Die Sprache von Friedrich Merz : Was die Wortwahl verrät

Auffällig an den Sätzen von Friedrich Merz zu Asylbewerbern und Zahnbehandlungen ist auch eine sprachliche Wendung. Sie hat es in sich. 

Ein Kommentar von Caroline Fetscher

An kleinen Varianten der Umgangssprache lassen sich große Unterschiede ablesen. Und auch solche kleinen Varianten eignen sich zur politischen Manipulation.

Hören wir noch mal genau hin, was Friedrich Merz bekundet hat, über Einheimische, Auswärtige und Zähne. Abgelehnte Asylbewerber, Tausende von ihnen, „sitzen beim Arzt und lassen sich die Zähne neu machen, und die deutschen Bürger nebendran kriegen keine Termine“.

Davon abgesehen, dass die Sache faktisch so nicht stimmt, weder die von ihm genannten Zahlen noch die Benachteiligung deutscher Versicherter, mischt er in seine Wortwahl kleine Markierer ein. Ebensolche Varianten.

Eine bürgerliche Frau sagt: „Ich gehe zum Friseur“, „ich war bei der Maniküre“ oder „bei der Kosmetikerin“. Auf keinen Fall würde sie sich ausdrücken wie eine Frau aus der unteren Mittelklasse, die über ihre kleinen Ausflüge aus dem Alltag anders spricht. Sie tendiert eher zu Sätzen wie: „Ich lasse mir die Haare machen“ oder „ich lasse mir die Nägel machen“ oder „hab mir die Wimpern machen lassen“.

Erst recht gelten solche sprachlichen Klassenunterschiede für Termine beim Zahnarzt. „Ich gehe morgen zum Zahnarzt“, heißt es im Bildungsbürgertum, und allenfalls konkreter: „Ich bekomme eine Keramikkrone.“ Auf keinen Fall wäre hier zu hören: „Ich lasse mir die Zähne machen.“

Mit dieser Ausdrucksweise hat sich der Politiker Merz direkt bei denen bedient, denen sein Appell zu Neid und Ressentiment gilt: genau denen, für die es ein Anzeichen von Prestige ist, sich „die Zähne machen zu lassen“.

Aus den Worten geht hervor, dass man sich, wie beim Friseur, bedienen lassen kann, dass man ein Kunde ist, der sich einiges an Service gönnen und leisten kann.

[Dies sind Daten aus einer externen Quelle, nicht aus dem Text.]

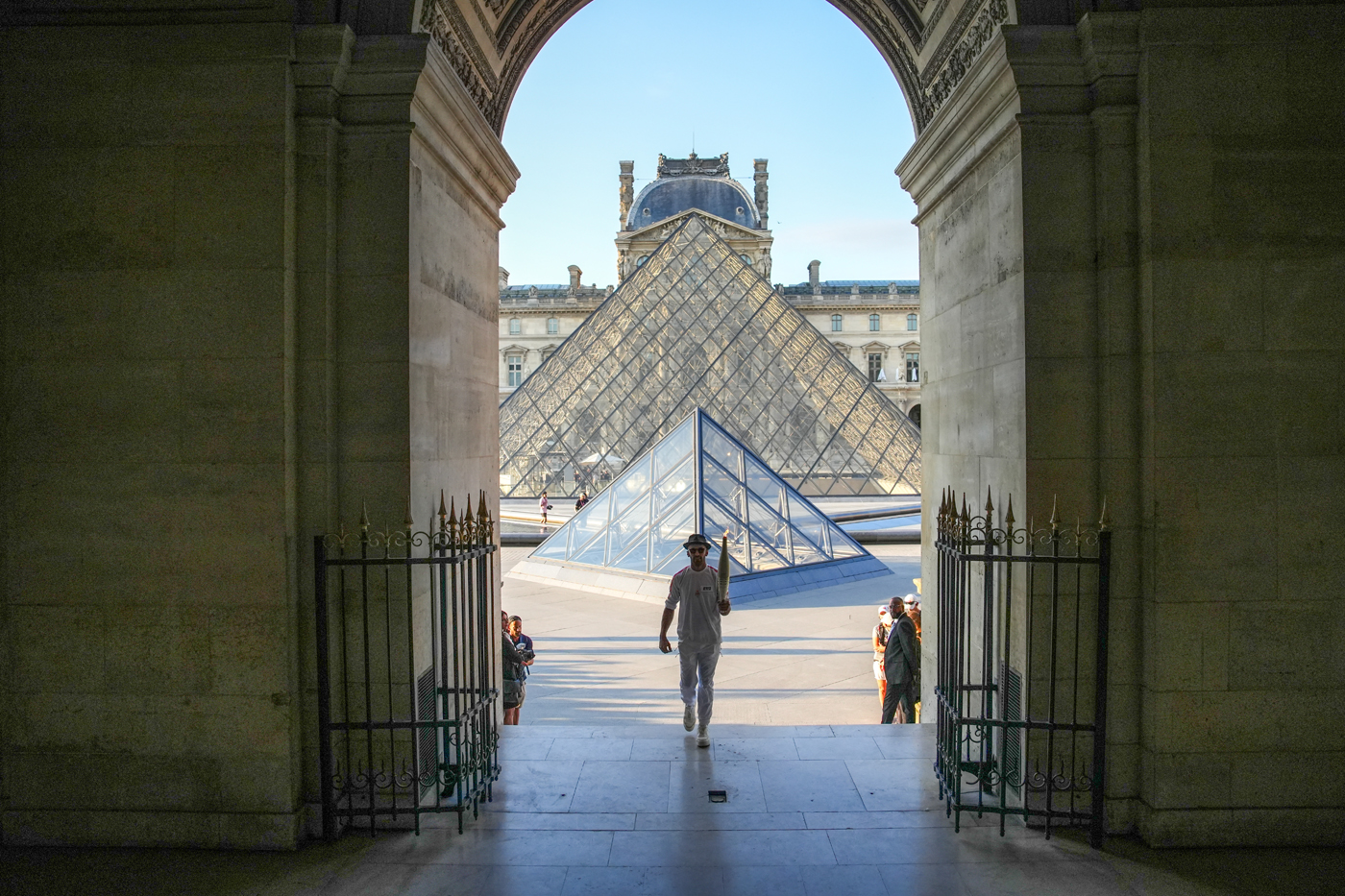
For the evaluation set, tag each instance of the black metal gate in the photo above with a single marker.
(407, 661)
(1022, 667)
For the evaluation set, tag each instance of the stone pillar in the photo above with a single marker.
(1099, 208)
(235, 309)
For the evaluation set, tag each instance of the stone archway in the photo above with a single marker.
(249, 260)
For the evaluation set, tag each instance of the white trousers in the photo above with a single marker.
(698, 662)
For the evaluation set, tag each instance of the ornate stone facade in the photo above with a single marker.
(874, 323)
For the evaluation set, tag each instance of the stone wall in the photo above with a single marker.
(249, 288)
(150, 646)
(1241, 211)
(1122, 227)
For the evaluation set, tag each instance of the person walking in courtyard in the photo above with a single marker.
(900, 665)
(513, 673)
(699, 601)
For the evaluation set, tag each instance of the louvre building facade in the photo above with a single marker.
(697, 326)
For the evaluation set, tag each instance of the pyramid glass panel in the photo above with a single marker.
(639, 523)
(697, 327)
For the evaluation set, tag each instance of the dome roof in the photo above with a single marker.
(666, 197)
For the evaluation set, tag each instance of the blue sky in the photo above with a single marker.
(793, 81)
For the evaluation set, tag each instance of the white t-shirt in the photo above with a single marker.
(698, 593)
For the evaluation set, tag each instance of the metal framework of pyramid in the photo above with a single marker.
(697, 327)
(698, 478)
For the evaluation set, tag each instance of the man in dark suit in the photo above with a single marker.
(900, 662)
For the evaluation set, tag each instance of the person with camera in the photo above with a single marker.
(515, 662)
(702, 600)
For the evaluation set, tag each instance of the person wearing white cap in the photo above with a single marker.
(880, 643)
(698, 593)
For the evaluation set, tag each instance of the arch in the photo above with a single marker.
(927, 44)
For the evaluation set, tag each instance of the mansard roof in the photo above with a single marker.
(693, 183)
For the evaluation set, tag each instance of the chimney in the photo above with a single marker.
(627, 190)
(760, 175)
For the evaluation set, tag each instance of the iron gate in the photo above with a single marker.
(1022, 667)
(407, 661)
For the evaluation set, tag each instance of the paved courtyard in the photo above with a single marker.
(601, 792)
(799, 660)
(588, 811)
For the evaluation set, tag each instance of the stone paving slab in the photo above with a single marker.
(833, 825)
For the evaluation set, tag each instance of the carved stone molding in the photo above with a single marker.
(950, 64)
(900, 29)
(444, 22)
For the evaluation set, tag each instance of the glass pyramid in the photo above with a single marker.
(698, 478)
(697, 327)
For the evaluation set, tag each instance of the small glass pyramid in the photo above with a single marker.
(697, 327)
(698, 478)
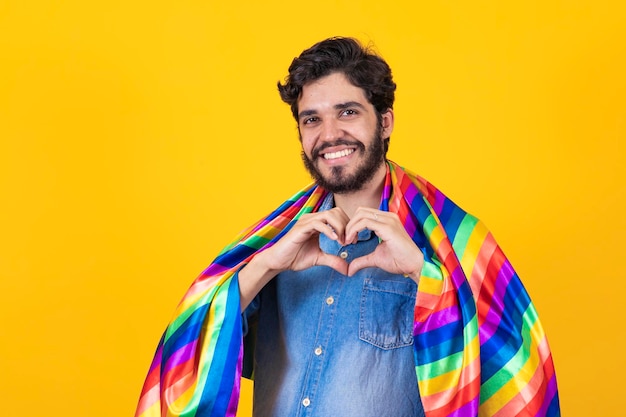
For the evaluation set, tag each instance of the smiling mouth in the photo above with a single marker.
(338, 154)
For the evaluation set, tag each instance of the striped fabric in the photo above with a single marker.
(480, 349)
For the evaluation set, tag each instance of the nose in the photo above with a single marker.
(331, 130)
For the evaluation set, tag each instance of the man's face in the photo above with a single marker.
(341, 135)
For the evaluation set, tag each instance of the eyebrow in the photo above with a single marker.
(340, 106)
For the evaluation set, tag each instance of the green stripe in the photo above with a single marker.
(512, 368)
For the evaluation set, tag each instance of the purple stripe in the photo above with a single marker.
(182, 355)
(439, 319)
(410, 193)
(549, 396)
(469, 409)
(496, 308)
(214, 269)
(156, 361)
(234, 397)
(439, 200)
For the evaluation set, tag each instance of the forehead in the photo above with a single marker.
(328, 91)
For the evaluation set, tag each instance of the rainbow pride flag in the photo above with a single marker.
(480, 349)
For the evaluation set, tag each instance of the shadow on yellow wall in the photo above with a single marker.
(137, 139)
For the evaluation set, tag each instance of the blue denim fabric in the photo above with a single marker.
(332, 345)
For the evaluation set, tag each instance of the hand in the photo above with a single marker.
(396, 253)
(299, 249)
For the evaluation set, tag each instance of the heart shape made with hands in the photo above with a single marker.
(396, 253)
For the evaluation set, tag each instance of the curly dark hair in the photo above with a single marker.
(363, 68)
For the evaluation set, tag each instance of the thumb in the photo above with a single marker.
(359, 263)
(334, 262)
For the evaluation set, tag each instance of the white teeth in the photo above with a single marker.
(339, 154)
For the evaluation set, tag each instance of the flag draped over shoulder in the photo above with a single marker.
(479, 346)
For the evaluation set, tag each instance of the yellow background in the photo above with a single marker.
(138, 137)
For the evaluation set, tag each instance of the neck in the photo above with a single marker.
(367, 196)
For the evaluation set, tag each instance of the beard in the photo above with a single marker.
(340, 182)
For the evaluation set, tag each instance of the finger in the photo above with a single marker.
(336, 220)
(361, 262)
(362, 222)
(334, 262)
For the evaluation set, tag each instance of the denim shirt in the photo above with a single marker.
(332, 345)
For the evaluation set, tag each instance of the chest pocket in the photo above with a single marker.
(386, 312)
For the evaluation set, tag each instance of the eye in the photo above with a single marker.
(309, 120)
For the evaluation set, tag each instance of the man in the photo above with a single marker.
(368, 294)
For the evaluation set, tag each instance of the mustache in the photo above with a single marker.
(316, 152)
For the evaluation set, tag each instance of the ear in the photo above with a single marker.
(387, 122)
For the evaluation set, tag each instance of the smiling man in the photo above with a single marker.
(367, 294)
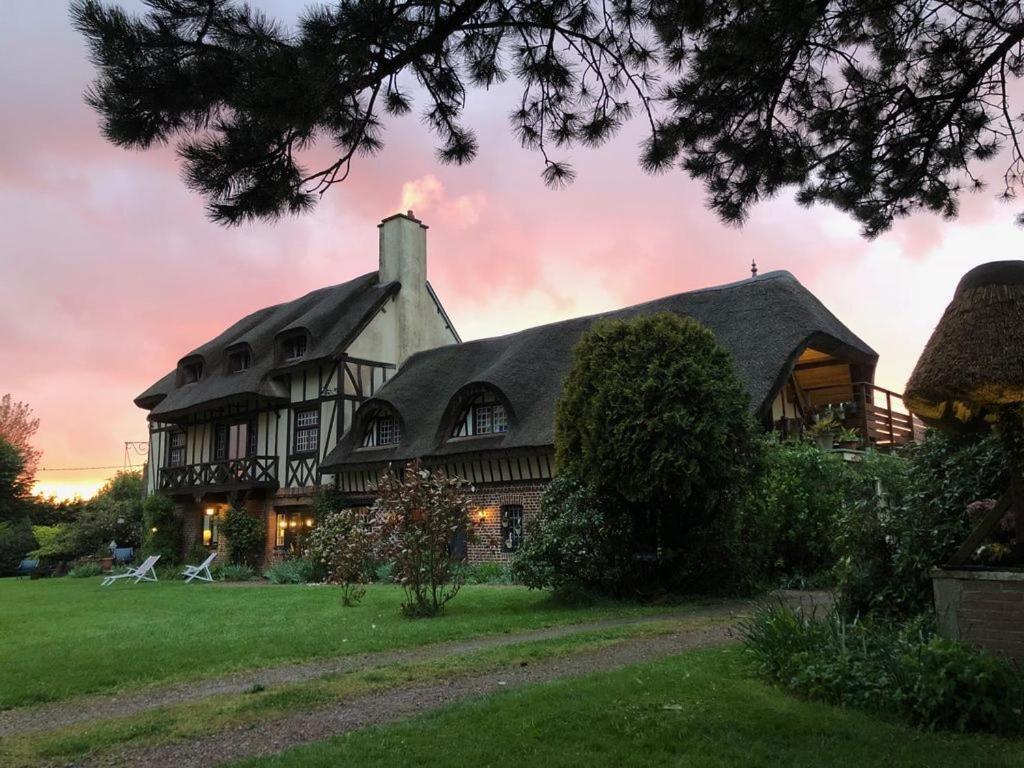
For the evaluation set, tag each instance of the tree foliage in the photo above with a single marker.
(875, 108)
(653, 414)
(18, 427)
(422, 513)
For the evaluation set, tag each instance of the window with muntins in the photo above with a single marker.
(511, 526)
(307, 431)
(484, 415)
(382, 430)
(176, 450)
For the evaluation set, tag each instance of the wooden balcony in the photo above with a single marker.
(232, 474)
(879, 415)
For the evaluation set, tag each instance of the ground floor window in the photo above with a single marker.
(511, 526)
(211, 528)
(291, 529)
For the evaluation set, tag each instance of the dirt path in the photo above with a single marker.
(321, 723)
(61, 714)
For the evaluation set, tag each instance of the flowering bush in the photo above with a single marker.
(342, 543)
(423, 516)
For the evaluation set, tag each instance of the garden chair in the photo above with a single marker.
(143, 572)
(201, 571)
(27, 567)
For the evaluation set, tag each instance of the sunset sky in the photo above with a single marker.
(112, 271)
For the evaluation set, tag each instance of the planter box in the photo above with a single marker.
(982, 607)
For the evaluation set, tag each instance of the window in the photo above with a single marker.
(239, 360)
(211, 528)
(511, 526)
(192, 372)
(382, 430)
(307, 431)
(233, 441)
(483, 416)
(295, 347)
(176, 449)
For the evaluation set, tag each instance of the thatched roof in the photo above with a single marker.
(764, 322)
(974, 361)
(329, 316)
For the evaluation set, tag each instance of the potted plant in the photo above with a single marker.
(824, 429)
(849, 438)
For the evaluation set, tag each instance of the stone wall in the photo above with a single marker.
(487, 500)
(982, 607)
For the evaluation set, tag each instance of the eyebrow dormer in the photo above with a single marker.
(293, 346)
(240, 358)
(190, 370)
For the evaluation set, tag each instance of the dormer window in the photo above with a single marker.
(239, 360)
(192, 372)
(295, 348)
(484, 415)
(382, 430)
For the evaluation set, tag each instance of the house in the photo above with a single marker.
(248, 417)
(484, 410)
(335, 386)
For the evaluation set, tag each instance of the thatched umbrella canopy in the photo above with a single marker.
(973, 366)
(972, 374)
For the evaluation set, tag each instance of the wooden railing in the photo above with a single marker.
(252, 471)
(880, 416)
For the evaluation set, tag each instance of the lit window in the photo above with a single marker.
(295, 347)
(176, 452)
(483, 416)
(383, 430)
(307, 431)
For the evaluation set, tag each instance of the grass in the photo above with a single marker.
(700, 710)
(60, 638)
(217, 713)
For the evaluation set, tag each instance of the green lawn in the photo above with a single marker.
(65, 637)
(700, 710)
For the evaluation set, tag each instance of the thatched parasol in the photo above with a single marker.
(972, 374)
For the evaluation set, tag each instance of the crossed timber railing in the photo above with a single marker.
(252, 471)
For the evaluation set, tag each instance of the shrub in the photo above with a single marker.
(579, 540)
(653, 417)
(886, 668)
(163, 528)
(422, 514)
(294, 570)
(889, 542)
(16, 542)
(342, 544)
(233, 572)
(793, 509)
(246, 535)
(85, 570)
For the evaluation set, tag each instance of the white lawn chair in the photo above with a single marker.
(201, 571)
(143, 572)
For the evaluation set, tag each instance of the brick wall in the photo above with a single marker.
(487, 500)
(982, 607)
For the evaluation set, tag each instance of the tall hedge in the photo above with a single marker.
(653, 415)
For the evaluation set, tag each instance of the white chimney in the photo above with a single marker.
(403, 259)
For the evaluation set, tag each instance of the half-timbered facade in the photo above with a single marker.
(249, 417)
(484, 411)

Sich die Zähne „neu machen lassen“, wie Merz diese Wendung verwendet hat, mit der Betonung auf „neu“, fungiert als Anspielung auf ebenden darin versteckten Luxus, auf das Überflüssige, das, was in der Not gar nicht nottut.

Alle, die sich bei Dienstleistern etwas an ihrem Körper „machen lassen“ und auf diese Weise darüber sprechen, erfassen die implizite Aussage: Für uns ist das eine besondere Sache, ein Privileg, und die kassieren das einfach so ab. Sie tun das im Rahmen dessen, was Merz als „die volle Heilfürsorge“ kritisiert. Eine weitere Wendung, mit der die Beschäftigung lohnt.